Using AI to Design Specific Molecules in the Computer Appointment of Jonny Proppe as Junior Professor for Computer-Aided Materials Design
New appointment at the Institute of Physical and Theoretical Chemistry: Since October 1, 2021, Jonny Proppe has been teaching and researching as an assistant professor in the subject “Computational Materials Design for Chemical Energy Conversion”. There, he deals with quantum chemistry, data science and artificial intelligence (AI). Using these and many other new methods, he looks very closely at molecules and tries to predict how their structure and properties are related. If molecules can be reliably described in this way, the search can be accelerated – for example, for chemical compounds that can convert the greenhouse gas carbon dioxide into a harmless substance.
Professor Proppe, have you arrived well at the TU Braunschweig?
The smooth process from the appointment to the organisation of the equipment as well as the friendly welcome by my colleagues have made my start at TU Braunschweig very easy.

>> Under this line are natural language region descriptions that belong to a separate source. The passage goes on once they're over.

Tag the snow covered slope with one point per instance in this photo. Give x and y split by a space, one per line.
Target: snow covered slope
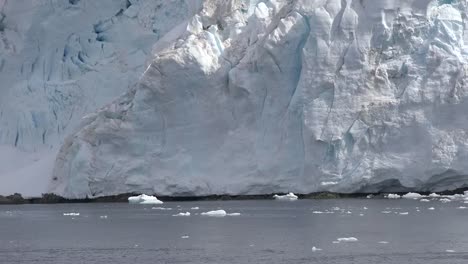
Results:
60 60
276 96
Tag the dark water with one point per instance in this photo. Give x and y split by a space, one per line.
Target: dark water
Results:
265 232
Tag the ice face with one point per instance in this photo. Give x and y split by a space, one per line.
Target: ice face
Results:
248 97
61 60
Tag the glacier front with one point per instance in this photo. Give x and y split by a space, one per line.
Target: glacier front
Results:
255 97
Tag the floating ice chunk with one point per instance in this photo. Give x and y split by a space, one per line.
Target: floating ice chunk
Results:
71 214
328 183
316 249
182 214
347 239
161 208
287 197
218 213
144 199
411 195
393 196
233 214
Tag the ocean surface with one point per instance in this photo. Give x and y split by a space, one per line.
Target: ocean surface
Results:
305 231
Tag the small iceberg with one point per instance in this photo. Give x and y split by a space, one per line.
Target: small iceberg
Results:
144 199
182 214
392 196
411 195
316 249
233 214
347 239
161 208
217 213
287 197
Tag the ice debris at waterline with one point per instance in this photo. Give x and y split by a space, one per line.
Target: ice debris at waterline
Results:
287 197
347 239
392 196
219 213
71 214
182 214
144 199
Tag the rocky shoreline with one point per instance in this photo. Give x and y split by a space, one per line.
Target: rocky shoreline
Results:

In the current winter semester, I would now also like to get to know the students. I am looking forward to many interesting encounters!
Why did you choose the TU Braunschweig?
The junior professorship focuses on the topics of climate change and digitalisation. Established methods of theoretical chemistry, in particular quantum chemistry, as well as modern methods of data science, especially artificial intelligence (AI), play a central role here. I have been able to gain valuable experience in both areas at renowned universities such as ETH Zurich and Harvard University, which I would like to build upon here. I am pleased that TU Braunschweig is an innovation-friendly institution that offers me and the future members of my research group the opportunity to conduct research on the pressing issues of our time. In addition, the newly established Master’s program in Data Science offers an ideal opportunity to represent the interdisciplinary work of our group in teaching.

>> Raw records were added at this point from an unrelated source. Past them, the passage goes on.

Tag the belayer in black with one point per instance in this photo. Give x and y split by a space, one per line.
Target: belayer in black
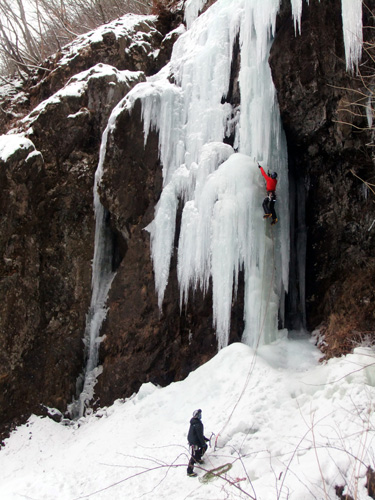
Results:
197 442
270 200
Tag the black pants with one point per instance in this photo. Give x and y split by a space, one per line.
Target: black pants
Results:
269 204
197 453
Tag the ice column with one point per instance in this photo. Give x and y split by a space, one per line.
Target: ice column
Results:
221 191
102 276
351 11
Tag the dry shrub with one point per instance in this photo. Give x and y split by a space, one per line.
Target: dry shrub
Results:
351 320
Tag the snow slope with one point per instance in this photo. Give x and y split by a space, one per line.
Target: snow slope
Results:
288 427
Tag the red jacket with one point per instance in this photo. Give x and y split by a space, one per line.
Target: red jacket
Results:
271 183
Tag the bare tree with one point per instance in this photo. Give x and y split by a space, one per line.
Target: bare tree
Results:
31 30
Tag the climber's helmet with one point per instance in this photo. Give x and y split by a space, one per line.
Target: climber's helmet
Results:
197 414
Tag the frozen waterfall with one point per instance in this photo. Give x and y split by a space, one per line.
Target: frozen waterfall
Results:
220 186
102 277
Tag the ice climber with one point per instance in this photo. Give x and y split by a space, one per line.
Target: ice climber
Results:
197 442
270 200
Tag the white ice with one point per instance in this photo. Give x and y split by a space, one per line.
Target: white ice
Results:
352 29
289 427
225 227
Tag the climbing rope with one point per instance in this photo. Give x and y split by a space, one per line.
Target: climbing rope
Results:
253 361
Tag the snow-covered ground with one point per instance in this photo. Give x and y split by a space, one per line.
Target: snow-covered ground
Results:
285 426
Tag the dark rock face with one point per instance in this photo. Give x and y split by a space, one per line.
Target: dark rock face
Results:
47 224
141 343
325 143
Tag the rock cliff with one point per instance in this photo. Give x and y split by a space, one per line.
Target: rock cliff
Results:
47 224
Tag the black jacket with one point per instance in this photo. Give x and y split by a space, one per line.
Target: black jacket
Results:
195 434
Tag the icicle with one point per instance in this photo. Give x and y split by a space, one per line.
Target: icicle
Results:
222 229
102 277
351 11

What exactly do you deal with in your research?
Molecules play a major role in almost all areas of our lives. Every molecule has a number of physical and chemical properties that can be traced back to its structure, i.e. the spatial arrangement of atomic nuclei and electrons. In theoretical chemistry, the relationship between the structure and the properties of molecules is investigated. Since the calculations required for this purpose are time-consuming and resource-intensive, I am investigating AI algorithms and applying them to chemical problems. AI enables us to make reliable predictions about the properties of molecules for which no data is (yet) available. In this way, the process of gaining knowledge can be accelerated considerably.
What will you be dealing with at the TU Braunschweig?

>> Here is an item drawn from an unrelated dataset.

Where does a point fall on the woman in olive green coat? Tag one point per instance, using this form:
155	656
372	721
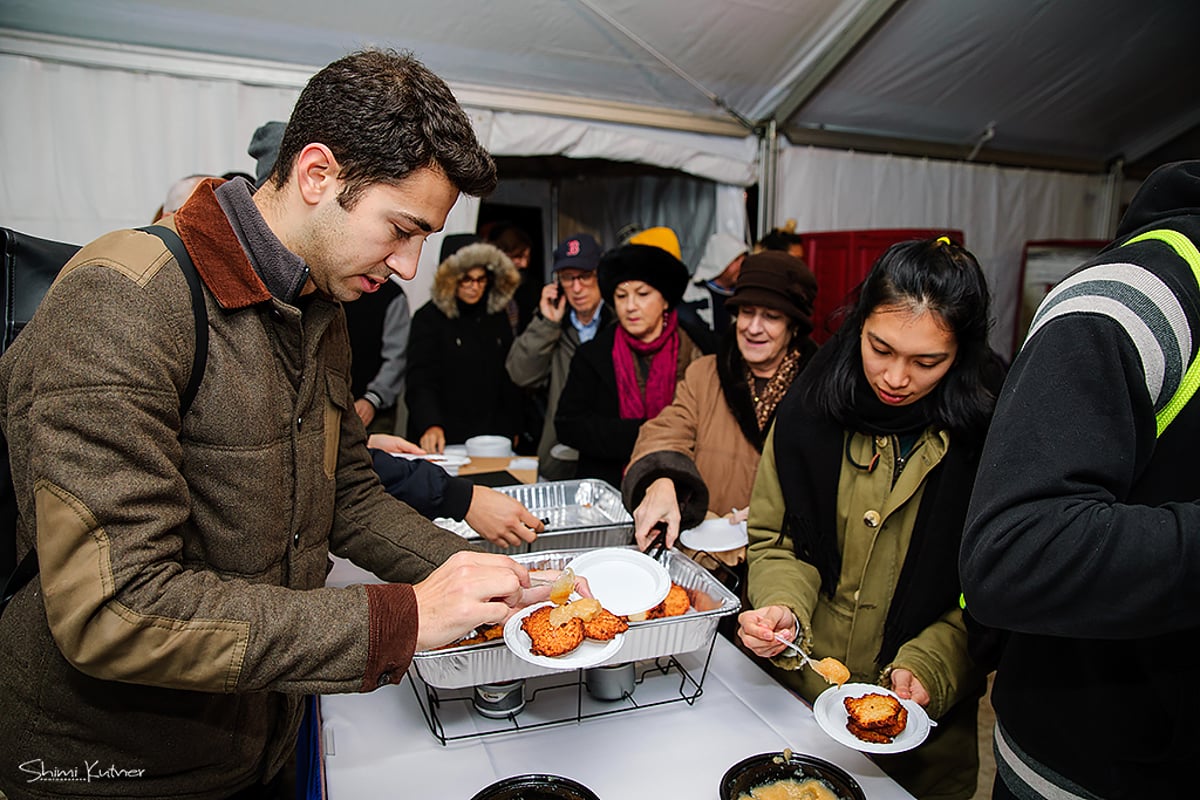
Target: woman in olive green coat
858	505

It gets even more interesting when we reverse the problem and ask for a molecule with a set of desired properties. If questions of this kind could be answered systematically, we could design molecules in silico – i.e. in the computer – for example a catalyst for the reduction of carbon dioxide, a much-discussed chemical reaction with regard to climate change. In the coming years, our group will devote itself to the development of methods in the fields of AI and quantum chemistry in order to come one step closer to the targeted design of molecular catalysts and materials.
What made you decide to do research in this area?
During my chemistry studies, I quickly became interested in theoretical concepts because they allow an abstract perspective on chemistry. I am still attracted by the idea of recognizing general patterns that can be applied to new, still unknown examples. In 2015, I finally got to know AI methods from the field of machine learning that work according to exactly this principle – and are far superior to us humans in recognizing patterns. It was clear to me then: this is what I want to do. I find it fascinating to make predictions about the structure and properties of chemical compounds that can eventually be validated experimentally or with the help of simulations. A theoretical chemistry that is not only hypothetically predictive but can provide answers on a relevant time scale, that is my vision.
A look at the future: What are your plans?
The methods we have developed offer a promising approach to solving pressing societal problems in a time- and resource-saving manner. Furthermore, these methods, which we make publicly available, can be used by researchers in countries and regions with rather low research budgets. We are pursuing a very sustainable research approach here. A key aspect is the use of reliable data, which is currently not available to a sufficient extent. Generating and making this data available in public databases is therefore an important goal on our agenda. In addition, we would like to introduce our methods into the curricula of chemistry and data science, thus expanding them with a promising tool for the future.
What advice do you have for young researchers?
The professional deepening is effectively a byproduct of the doctorate. Do not forget to also think outside the box. Always be curious, listen attentively to people with both similar and distinct backgrounds and ask yourself how you can combine a wide variety of topics with your expertise. Always keep yourself up to date and read the literature on topics that are relevant or otherwise interesting to you. Not only will this allow you to do cutting-edge research but having a broad portfolio will certainly also increase your career opportunities.